🤖 AI Summary
LLM-as-a-judge suffers from high uncertainty and low reliability in NLG evaluation. To address this, we introduce conformal prediction—the first such application—to LLM-based assessment, proposing an interval-scoring framework that yields continuous prediction intervals with statistically guaranteed coverage via a single inference pass. For discrete scoring tasks, we design an ordinal boundary adjustment mechanism and use the interval midpoint as a low-bias score estimator. Additionally, prompt optimization is integrated to enhance cross-prompt consistency. Experiments across multiple benchmarks demonstrate that our method significantly improves the reliability and stability of LLM judgments, achieving well-calibrated uncertainty quantification.
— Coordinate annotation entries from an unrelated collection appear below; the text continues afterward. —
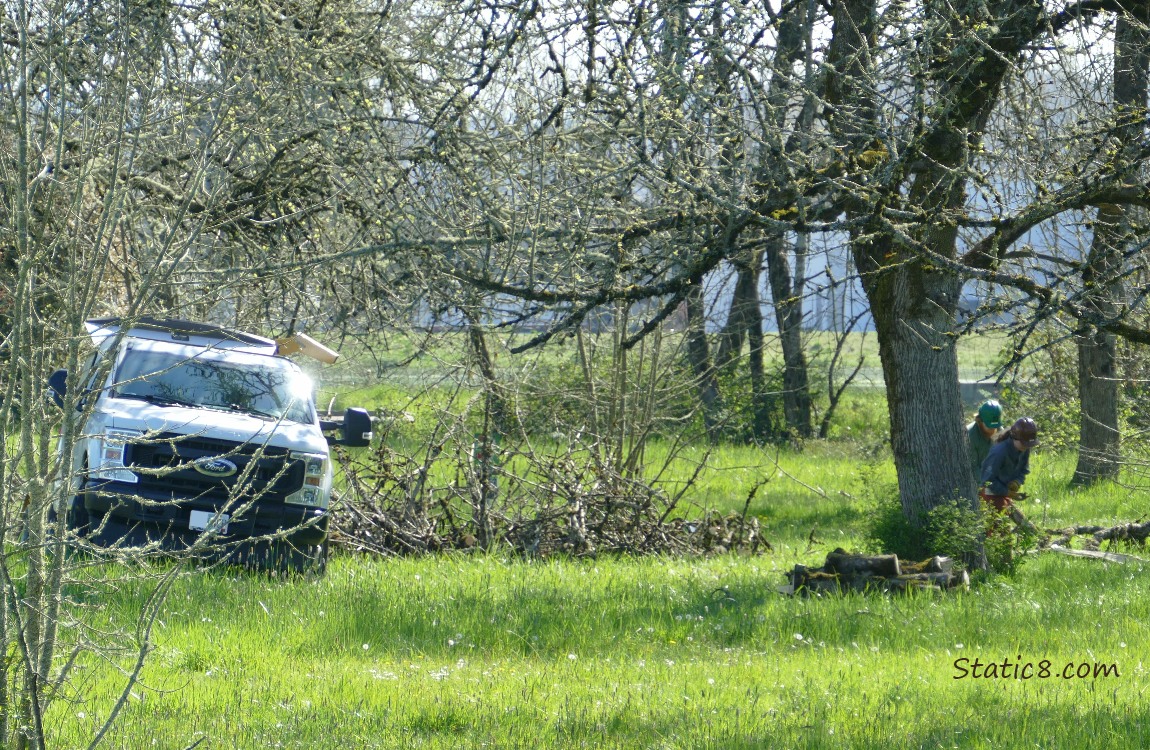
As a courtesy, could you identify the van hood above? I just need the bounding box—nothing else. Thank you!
[100,398,328,454]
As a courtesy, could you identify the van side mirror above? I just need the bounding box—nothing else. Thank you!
[339,407,371,447]
[48,369,68,408]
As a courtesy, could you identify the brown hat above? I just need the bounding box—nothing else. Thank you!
[1010,416,1038,447]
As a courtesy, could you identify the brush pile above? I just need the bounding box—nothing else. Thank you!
[329,449,771,557]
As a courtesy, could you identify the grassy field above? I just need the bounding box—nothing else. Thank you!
[38,337,1150,750]
[42,450,1150,750]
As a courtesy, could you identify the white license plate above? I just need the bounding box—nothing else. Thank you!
[187,511,230,534]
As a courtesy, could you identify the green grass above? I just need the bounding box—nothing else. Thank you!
[52,547,1150,749]
[40,446,1150,750]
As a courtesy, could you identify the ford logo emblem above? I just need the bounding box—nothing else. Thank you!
[192,457,239,479]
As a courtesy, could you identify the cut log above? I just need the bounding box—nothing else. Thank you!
[1050,544,1150,564]
[1094,521,1150,544]
[1010,505,1038,536]
[779,549,971,595]
[823,549,903,576]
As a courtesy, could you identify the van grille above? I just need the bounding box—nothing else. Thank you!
[125,433,304,500]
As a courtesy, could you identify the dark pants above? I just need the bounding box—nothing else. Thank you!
[979,489,1014,536]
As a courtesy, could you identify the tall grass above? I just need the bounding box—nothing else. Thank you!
[49,441,1150,750]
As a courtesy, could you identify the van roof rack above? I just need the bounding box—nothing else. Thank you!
[87,315,276,346]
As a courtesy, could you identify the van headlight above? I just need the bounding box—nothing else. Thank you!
[89,428,144,484]
[284,451,331,507]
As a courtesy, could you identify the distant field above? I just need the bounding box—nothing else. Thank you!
[316,331,1006,416]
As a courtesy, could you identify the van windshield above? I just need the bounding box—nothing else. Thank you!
[112,349,314,423]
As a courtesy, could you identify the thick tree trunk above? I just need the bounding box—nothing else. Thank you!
[865,247,975,526]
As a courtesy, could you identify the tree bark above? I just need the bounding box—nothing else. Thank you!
[687,284,722,441]
[766,231,813,437]
[1073,13,1150,484]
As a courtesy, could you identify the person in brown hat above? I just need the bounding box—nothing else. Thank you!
[979,416,1038,511]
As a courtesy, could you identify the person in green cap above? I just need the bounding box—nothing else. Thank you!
[966,399,1003,484]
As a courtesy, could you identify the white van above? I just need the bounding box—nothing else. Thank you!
[49,317,371,569]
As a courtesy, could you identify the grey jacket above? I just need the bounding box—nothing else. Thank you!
[981,439,1030,496]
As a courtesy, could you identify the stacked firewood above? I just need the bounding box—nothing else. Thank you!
[781,548,971,595]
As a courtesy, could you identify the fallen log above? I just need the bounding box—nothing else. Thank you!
[823,548,903,576]
[779,549,971,595]
[1048,544,1150,564]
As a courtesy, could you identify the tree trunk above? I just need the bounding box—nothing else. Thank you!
[856,240,975,526]
[766,236,813,437]
[1074,15,1150,484]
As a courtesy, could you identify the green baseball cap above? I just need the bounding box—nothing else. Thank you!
[979,399,1003,429]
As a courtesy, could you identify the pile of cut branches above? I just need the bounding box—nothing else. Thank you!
[330,441,771,557]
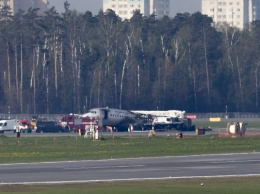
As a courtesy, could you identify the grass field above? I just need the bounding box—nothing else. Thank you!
[0,177,260,194]
[0,136,260,163]
[0,129,260,194]
[193,119,260,129]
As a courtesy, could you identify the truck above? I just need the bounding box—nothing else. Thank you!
[0,119,19,133]
[55,115,101,134]
[153,116,195,131]
[19,120,33,133]
[36,121,68,133]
It establishes a novel paradigm for trustworthy automated evaluation of NLG systems.
📝 Abstract
LLM-as-a-judge has become a promising paradigm for using large language models (LLMs) to evaluate natural language generation (NLG), but the uncertainty of its evaluation remains underexplored. This lack of reliability may limit its deployment in many applications. This work presents the first framework to analyze the uncertainty by offering a prediction interval of LLM-based scoring via conformal prediction. Conformal prediction constructs continuous prediction intervals from a single evaluation run, and we design an ordinal boundary adjustment for discrete rating tasks. We also suggest a midpoint-based score within the interval as a low-bias alternative to raw model score and weighted average. We perform extensive experiments and analysis, which show that conformal prediction can provide valid prediction interval with coverage guarantees. We also explore the usefulness of interval midpoint and judge reprompting for better judgment.